Variations and topping suggestions
I used chicken, liver, carrots, and napa cabbage for this recipe but feel free to kick it up a notch with your favorite additions and toppings. Check out the suggestions below.
- pork belly
- crispy lechon kawali
- lumpiang shanghai
- meatballs, squid balls, or fish balls
- shrimp
- diced homemade holiday ham
- kikiam
- crushed pork chicharon
- hard-boiled eggs or quail eggs
- chopped scallions
- crispy toasted garlic or shallots
Pancit lomi cooking steps
If you’re in the mood for a pancit lomi, there’s no need to drive to your lomi haus. It’s so easy and quick to make at home, you’ll be enjoying a piping bowl in no time!
- Blanch noodles– bring enough water to cover noodles to a boil in a pot. Add the noodles and quickly blanch for about 30 seconds or just until loosened. Drain well and rinse in cold water. Set aside.
- Pan-fry liver– heat about a tablespoon of oil in a wide pan. Add liver and cook until lightly browned and just about done. Remove from pan and keep warm.
- Brown chicken– heat about a tablespoon of oil in a large pot and saute onions and garlic until softened. Add chicken and cook until lightly browned. Add fish sauce and continue to cook for about 1 minute.

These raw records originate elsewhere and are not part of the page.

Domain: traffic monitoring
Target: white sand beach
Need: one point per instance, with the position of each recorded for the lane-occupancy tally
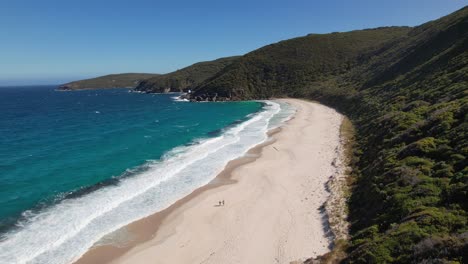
(272, 204)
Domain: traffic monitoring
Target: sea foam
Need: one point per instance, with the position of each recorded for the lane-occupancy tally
(64, 232)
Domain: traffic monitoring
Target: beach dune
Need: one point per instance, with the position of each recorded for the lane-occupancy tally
(272, 203)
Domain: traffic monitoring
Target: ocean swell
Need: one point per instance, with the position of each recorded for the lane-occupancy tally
(63, 232)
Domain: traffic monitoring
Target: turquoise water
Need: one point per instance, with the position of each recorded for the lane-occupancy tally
(77, 167)
(57, 145)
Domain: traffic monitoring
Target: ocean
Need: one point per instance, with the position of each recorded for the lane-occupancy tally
(75, 166)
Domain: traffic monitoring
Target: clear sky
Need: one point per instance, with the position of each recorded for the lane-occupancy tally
(47, 41)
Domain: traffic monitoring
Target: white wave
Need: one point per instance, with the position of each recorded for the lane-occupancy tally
(63, 232)
(179, 99)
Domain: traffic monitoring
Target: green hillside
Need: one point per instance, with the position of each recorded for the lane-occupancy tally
(186, 78)
(124, 80)
(406, 91)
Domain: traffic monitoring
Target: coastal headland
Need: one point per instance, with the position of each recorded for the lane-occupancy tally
(272, 204)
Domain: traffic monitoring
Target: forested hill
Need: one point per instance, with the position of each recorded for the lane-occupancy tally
(186, 78)
(406, 91)
(123, 80)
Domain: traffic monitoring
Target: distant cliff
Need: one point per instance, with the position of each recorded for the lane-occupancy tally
(186, 78)
(124, 80)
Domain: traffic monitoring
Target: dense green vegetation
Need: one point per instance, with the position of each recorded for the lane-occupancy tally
(124, 80)
(406, 91)
(186, 78)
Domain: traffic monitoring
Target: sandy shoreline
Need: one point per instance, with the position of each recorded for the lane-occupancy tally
(272, 212)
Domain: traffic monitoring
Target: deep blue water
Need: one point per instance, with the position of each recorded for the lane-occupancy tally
(55, 145)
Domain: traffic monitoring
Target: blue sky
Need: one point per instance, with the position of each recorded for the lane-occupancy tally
(46, 41)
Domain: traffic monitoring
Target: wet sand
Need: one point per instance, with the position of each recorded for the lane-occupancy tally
(272, 205)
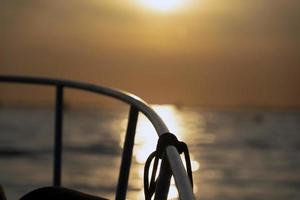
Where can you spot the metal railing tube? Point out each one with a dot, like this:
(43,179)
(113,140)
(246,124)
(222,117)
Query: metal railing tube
(127,154)
(58,136)
(163,182)
(176,165)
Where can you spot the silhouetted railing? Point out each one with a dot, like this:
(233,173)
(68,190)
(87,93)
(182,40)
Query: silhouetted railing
(174,166)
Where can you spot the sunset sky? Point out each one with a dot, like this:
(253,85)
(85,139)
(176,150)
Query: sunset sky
(193,52)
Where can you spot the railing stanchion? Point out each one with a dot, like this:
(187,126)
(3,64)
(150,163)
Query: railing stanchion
(127,154)
(58,136)
(164,179)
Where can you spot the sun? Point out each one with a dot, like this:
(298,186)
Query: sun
(162,5)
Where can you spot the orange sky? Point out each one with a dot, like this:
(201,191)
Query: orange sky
(208,53)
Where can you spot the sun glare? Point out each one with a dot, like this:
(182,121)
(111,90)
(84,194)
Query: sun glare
(162,5)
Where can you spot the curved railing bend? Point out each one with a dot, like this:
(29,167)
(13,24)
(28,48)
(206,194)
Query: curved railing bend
(136,105)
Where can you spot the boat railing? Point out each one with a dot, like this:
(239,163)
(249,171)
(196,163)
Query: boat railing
(171,164)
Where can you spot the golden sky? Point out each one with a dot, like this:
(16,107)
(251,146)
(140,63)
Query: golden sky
(206,52)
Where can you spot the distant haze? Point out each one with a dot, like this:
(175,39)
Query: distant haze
(209,53)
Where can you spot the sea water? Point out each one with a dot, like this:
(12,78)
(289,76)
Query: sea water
(236,154)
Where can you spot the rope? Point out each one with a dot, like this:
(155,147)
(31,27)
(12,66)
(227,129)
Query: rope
(166,139)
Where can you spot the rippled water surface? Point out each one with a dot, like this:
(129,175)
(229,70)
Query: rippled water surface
(236,154)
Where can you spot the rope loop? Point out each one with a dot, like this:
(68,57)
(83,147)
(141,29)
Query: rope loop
(166,139)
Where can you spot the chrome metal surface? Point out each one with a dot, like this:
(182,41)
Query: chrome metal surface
(176,165)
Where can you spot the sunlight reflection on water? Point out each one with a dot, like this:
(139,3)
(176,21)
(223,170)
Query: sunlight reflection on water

- Simmer– Add about 8 cups of water and bring to a boil. Lower heat, cover, and simmer until chicken is cooked through.
- Cook noodles- add noodles and cook for about 1 to 2 minutes or until half done yet.
- Add crab and corn soup mix and stir to dissolve. Adjust taste with salt and pepper.

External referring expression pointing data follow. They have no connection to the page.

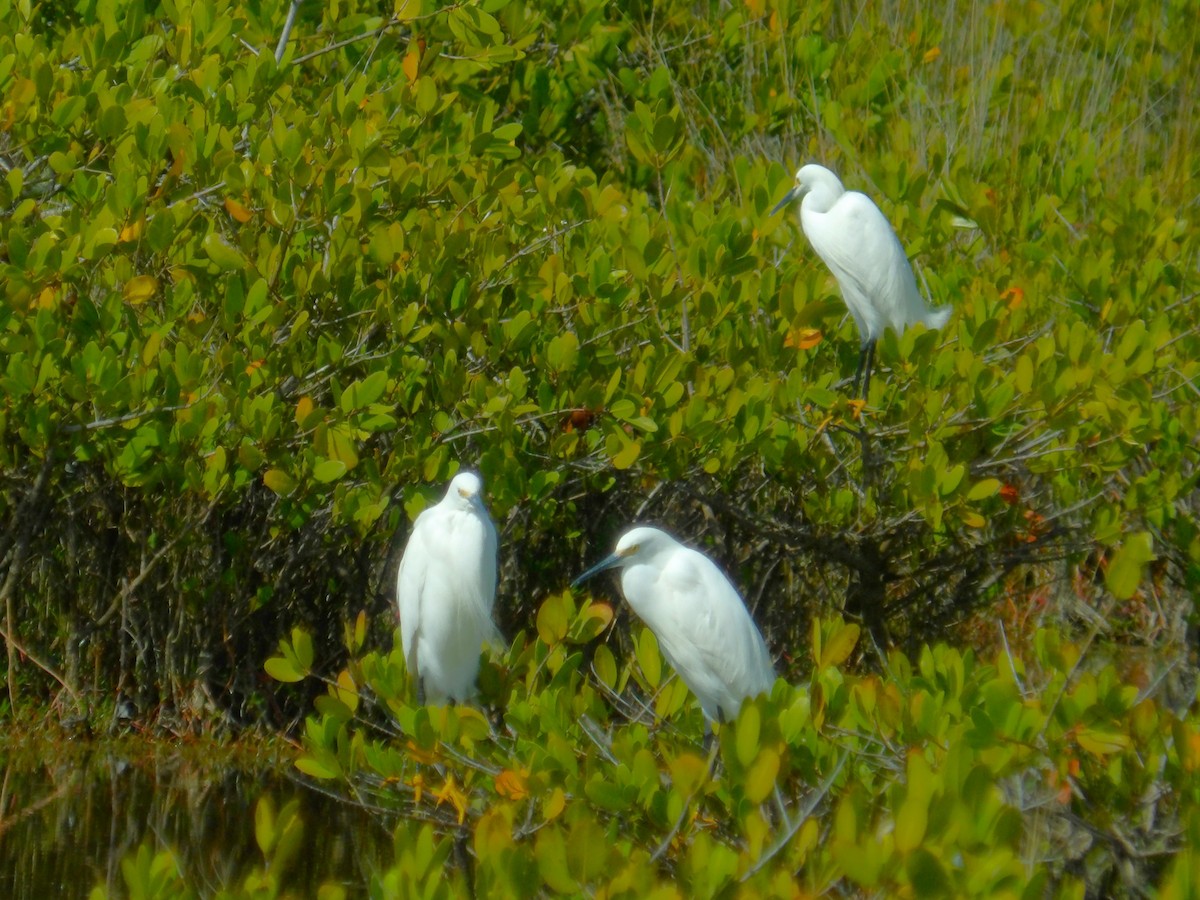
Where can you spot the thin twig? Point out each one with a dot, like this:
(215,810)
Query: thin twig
(287,30)
(814,799)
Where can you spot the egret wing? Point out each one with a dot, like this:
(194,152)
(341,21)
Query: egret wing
(411,579)
(707,634)
(862,250)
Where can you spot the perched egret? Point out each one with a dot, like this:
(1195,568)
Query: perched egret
(703,628)
(864,255)
(445,587)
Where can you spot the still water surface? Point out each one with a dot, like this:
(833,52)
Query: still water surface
(70,813)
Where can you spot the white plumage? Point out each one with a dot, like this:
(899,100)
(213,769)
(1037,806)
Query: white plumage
(856,241)
(701,623)
(445,588)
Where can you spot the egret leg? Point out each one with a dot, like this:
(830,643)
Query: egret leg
(865,360)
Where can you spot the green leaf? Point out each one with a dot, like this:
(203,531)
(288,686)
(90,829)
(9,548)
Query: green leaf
(223,256)
(648,658)
(282,670)
(329,471)
(748,730)
(1127,565)
(325,768)
(280,481)
(550,851)
(553,619)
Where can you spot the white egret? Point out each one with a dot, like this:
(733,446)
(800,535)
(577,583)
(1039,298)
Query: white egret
(701,623)
(864,255)
(445,588)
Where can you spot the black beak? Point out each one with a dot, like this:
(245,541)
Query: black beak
(606,563)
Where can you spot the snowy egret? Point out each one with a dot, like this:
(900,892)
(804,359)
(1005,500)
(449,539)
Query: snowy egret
(702,625)
(864,255)
(445,587)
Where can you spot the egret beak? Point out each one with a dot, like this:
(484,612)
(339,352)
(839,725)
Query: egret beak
(793,195)
(607,563)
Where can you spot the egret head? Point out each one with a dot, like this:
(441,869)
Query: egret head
(810,178)
(637,545)
(465,489)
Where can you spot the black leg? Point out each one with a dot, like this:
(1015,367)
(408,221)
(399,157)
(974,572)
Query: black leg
(865,358)
(869,351)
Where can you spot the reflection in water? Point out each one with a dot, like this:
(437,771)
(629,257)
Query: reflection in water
(69,815)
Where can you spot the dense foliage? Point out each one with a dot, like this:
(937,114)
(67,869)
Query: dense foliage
(261,304)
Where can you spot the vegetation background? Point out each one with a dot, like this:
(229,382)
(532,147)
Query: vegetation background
(263,297)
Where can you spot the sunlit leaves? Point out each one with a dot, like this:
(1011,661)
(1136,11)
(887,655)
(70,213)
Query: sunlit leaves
(1126,567)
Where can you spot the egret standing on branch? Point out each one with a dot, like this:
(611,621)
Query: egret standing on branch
(864,255)
(702,627)
(445,588)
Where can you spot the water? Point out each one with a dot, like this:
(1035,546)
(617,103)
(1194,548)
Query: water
(70,814)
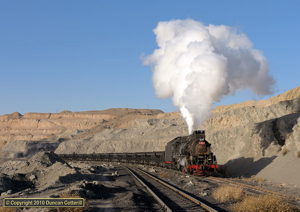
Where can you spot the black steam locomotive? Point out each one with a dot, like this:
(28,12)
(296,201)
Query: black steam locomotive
(191,154)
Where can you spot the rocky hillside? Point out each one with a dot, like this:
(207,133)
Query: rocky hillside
(251,138)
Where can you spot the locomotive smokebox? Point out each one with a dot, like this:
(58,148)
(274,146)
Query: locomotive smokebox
(198,135)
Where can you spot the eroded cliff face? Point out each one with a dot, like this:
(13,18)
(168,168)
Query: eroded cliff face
(248,138)
(252,131)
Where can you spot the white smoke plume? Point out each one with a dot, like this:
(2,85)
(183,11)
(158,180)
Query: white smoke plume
(197,65)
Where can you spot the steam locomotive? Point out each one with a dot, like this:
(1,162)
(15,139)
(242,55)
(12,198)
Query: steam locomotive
(191,154)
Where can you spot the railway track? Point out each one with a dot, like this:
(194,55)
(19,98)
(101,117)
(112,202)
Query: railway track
(255,190)
(167,195)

- Cook– add liver and cook for about 1 minute. Add carrots and cook for about 1 minute. Add napa cabbage and continue to cook for about 1 minute or until vegetables are tender yet crisp.
- Thicken– combine cornstarch and ¼ cup cold water in a small bowl and stir to dissolve. Add the slurry to the pot, stirring well to prevent lumps, and continue to cook until the soup is slightly thickened.
- Add eggs slowly in a thin stream and allow to set slightly for about 10 to 15 seconds before stirring so you’ll get nice ribbons of egg throughout the soup.
Cooking Tips
- Blanch the noodles quickly in hot water only to remove excess grease and loosen them. Do not soak lest they overcook and turn mushy when added to the soup.
- Cut the vegetables in thin and uniform sizes to ensure fast and even cooking.
How to serve and store
- Pancit lomi is delicious as a midday snack or as a main meal. Lade into bowls and garnish with choice toppings (see the list above for suggestions). Drizzle with calamansi or lemon juice and patis to brighten the flavors.
- Let leftovers cool completely and transfer in a container with a tight-fitting lid. Refrigerate for up to 3 days. Unfortunately, the soup doesn’t freeze well, as the noodles tend to turn mushy when frozen and thawed.
- To reheat, place in a saucepot, add a bit of water or chicken broth and adjust seasonings as needed. Heat to an internal temperature of 165 F.